Experts note that passenger transport is not unique to Ukraine in its financial struggles; many countries subsidize this sector. However, European models of funding have been developed to minimize losses and even achieve self-sustainability in certain routes.
“For Ukrzaliznytsia, this represents an acknowledgment of the persistent financial challenges in passenger transport. Similar models are operational in various European nations, and Ukraine should adopt these practices, especially in light of its integration into the European transport framework,” stated economist Andriy Zablovskyi.
Zablovskyi emphasized that the current mechanism is experimental and serves as a pilot project. The government is testing whether European funding models can be effectively implemented in Ukraine, particularly given the ongoing war and the resulting infrastructure challenges.
He added, “Doing nothing would have been far worse. The infrastructure situation is deteriorating due to constant attacks, leading to increased repair costs. In this context, the state, businesses, and citizens have a vested interest in ensuring the railway continues to operate reliably.”
Rail transport remains crucial for Ukraine, especially amid the war, as there are currently no large-scale alternatives. Therefore, exploring new funding models is essential for maintaining stability in the sector.
Zablovskyi believes that the PSO could potentially reduce financial pressure on Ukrzaliznytsia and partially resolve the issue of cross-subsidization, where losses in passenger services are covered by freight transport revenues.
“If this model proves effective, the need to compensate for passenger transport losses through increased freight tariffs will diminish. However, immediate results should not be expected; this is not a magical solution,” he concluded.
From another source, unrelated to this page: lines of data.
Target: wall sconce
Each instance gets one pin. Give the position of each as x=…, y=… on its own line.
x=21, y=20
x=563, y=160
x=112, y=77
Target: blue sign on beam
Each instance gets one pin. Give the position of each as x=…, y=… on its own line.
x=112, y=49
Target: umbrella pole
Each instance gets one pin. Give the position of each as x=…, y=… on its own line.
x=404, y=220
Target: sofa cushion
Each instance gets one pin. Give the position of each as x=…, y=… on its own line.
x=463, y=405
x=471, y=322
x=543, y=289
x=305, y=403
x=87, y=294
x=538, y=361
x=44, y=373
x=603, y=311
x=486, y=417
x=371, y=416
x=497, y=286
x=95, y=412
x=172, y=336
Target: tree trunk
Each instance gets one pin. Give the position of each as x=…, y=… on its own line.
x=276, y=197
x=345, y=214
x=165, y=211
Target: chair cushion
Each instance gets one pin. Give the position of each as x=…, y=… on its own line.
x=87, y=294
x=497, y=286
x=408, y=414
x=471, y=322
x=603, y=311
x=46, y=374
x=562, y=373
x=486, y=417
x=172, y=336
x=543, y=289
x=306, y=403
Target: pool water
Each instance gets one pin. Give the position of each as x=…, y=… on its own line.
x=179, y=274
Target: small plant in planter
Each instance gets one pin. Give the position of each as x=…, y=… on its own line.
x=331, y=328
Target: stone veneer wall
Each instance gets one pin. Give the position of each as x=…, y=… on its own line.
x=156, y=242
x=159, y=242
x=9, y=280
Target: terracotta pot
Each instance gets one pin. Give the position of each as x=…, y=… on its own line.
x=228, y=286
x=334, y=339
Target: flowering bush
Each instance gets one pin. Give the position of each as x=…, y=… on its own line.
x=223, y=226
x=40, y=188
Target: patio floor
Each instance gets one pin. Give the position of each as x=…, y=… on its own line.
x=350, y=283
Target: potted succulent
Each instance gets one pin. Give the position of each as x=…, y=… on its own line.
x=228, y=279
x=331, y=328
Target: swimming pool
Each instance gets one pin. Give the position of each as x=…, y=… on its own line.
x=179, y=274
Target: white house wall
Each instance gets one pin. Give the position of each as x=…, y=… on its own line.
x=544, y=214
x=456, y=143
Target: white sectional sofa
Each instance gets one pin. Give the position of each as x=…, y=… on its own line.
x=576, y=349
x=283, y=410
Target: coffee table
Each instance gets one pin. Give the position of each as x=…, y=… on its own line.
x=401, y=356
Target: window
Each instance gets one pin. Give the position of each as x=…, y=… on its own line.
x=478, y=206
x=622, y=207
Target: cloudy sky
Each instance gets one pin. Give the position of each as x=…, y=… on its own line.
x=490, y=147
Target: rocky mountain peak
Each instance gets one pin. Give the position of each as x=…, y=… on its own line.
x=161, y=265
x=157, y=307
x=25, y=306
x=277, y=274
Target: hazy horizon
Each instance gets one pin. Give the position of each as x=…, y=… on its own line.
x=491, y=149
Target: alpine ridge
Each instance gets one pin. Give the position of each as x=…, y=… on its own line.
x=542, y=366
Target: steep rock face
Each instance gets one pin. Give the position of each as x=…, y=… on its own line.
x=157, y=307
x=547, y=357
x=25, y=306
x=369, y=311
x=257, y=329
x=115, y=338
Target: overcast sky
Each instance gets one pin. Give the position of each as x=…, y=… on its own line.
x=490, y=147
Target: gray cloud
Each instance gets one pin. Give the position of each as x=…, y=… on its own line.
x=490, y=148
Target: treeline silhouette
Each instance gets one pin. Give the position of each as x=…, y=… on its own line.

In a related development, the Ukrainian Parliament’s Economic Development Committee has recommended that the government keep freight tariffs unchanged through 2026. Increasing tariffs under current conditions could have severe repercussions for industries such as metallurgy, mining, chemicals, and construction materials, which are already grappling with an energy crisis, workforce shortages, rising costs, and the impacts of war.
Previously, Ukrzaliznytsia sought to raise freight tariffs by 40% to cover passenger service losses, which have reached 22 billion UAH. However, the Ministry of Economy opposed this move, arguing that before any tariff increase, Ukrzaliznytsia must update its tariff schedule, which has not been revised since 2009.
“A general tariff increase will not yield results. Some freight will shift to roads, or simply disappear due to business closures,” stated the Minister of Economy.
Ukraine's introduction of Public Service Obligations for its railways aims to address chronic financial losses in passenger transport while alleviating pressure on freight tariffs. Experts emphasize the need for effective funding models, especially in the context of ongoing infrastructure challenges due to the war.